Pork belly in a pork rind “dish” is like a birthday party. The waiter slices, dices and pours.

 

          In that first outing we’d eaten too much to even try a closer. On my second visit I conspire to leave room. The three of us decide on pork belly. The waiter brings it to the table in a sweetly caramelized chunk with radish slivers and leaves of mint and cilantro in a fried chicharrón shell. He slices the meat first and the pork rind too, then pours on a sauce. Yes. We all agree. Good choice.

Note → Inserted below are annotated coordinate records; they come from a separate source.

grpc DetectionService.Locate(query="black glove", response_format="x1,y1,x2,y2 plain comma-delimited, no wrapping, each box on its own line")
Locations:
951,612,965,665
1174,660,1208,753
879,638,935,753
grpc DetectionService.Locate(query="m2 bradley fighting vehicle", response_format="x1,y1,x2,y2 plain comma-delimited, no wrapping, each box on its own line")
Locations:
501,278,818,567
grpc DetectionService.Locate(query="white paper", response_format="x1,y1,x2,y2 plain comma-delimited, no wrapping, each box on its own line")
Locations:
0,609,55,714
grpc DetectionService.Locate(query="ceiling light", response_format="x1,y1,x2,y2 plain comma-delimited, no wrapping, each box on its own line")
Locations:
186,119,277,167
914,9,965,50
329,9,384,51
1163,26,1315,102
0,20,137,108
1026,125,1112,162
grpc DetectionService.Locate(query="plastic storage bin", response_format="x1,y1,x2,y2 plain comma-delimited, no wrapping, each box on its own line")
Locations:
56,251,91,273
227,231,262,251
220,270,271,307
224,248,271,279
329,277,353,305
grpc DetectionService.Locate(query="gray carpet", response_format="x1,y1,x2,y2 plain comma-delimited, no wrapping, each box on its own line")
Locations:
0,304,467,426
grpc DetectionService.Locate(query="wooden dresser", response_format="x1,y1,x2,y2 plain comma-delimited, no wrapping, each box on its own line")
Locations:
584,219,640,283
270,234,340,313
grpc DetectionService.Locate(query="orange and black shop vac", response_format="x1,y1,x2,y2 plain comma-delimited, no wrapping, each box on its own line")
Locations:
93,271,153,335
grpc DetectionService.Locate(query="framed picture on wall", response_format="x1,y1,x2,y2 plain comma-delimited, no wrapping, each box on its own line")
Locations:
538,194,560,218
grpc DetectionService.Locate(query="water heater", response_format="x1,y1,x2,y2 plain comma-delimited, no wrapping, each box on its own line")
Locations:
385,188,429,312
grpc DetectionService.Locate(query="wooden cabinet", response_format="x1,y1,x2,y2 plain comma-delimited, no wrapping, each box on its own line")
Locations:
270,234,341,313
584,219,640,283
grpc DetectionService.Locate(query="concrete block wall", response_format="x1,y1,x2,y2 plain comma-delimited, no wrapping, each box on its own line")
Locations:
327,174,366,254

If nobody wants dessert but you, order the cinnamon ice cream sandwich ($6) and don’t share.

 

          Now, maybe one dessert. Earlier I’d tasted the canela ice cream sandwich, taken a bite of the corn ice cream taco delivered in a ceramic taco shell, and had two forkfuls of pineapple with cane sugar pilonchillo, bee pollen and chamomile ice cream.

 

 
This avocado in transition is brilliant. Dare I say it is near-Fabergé? I’m sure flattery won’t work with Stupak.

 

          What looks like half an avocado on crushed ice is the dessert masterwork. The fruit is a mousse and the “ice” is a trompe l’oeil of lime, olive oil and eucalyptus yogurt.

 

 
Citrus for the table is highly original – cara cara orange with chile powder -- and just $7 per person.

 

          Citrus for the table is $7 per person: a tea party gathering of a rare kishu mandarin, meyer lemon sorbet with lemon balm, lime curd with finger lime cells, grapefruit-mezcal jelly with hibiscus marshmallow, and cara cara orange with chile powder and pomegranate. The chef has sent one to our frontline table. I taste everything.

 

          After sampling the avocado, my two more sensible companions seem paralyzed. I’m the only one exploring the farewell, mezcal-cured apricots in mocha.

 

 
It looks like a wedge of banana pudding in soot, but it’s actually jasmine powder on caramel.

 

          You could almost always spot Stupak cooking if you looked into the kitchen at Cocina. Now, he mostly stands outside the work zone, letting executive chef Colin King from Jose Andres’ Oyamel and Gramercy Tavern’s Duncan Grant monitor the flow. His wife and partner Lauren Resler is soon to have their second child. I watch as pretty little bloggers crowd in to say, who knows? I don’t read lips. Perhaps: How exciting!  So wonderful. Well, it is.

 

          By the way, I usually check with the chef when I have questions, but Stupak refused to return my call. He did not appreciate my tweeting that the new place was painfully noisy. I also tweeted my pleasure in that early meal. Never mind. He took the pugnacious view. He has also rectified the problem with new sound-proofing, he emailed.

 

          Here then, a first look at Empellón-Around-the-Corner-from -Madison. Shall I return? I’m not sure I dare.

 

510 Madison Avenue, entrance on 53rd Street between Madison and Fifth. 212 358 9365. Lunch everyday 11:45 am to 3 pm., dinner Sunday through Wednesday 5 pm to 10 pm, Thursday through Saturday till 10:30 pm.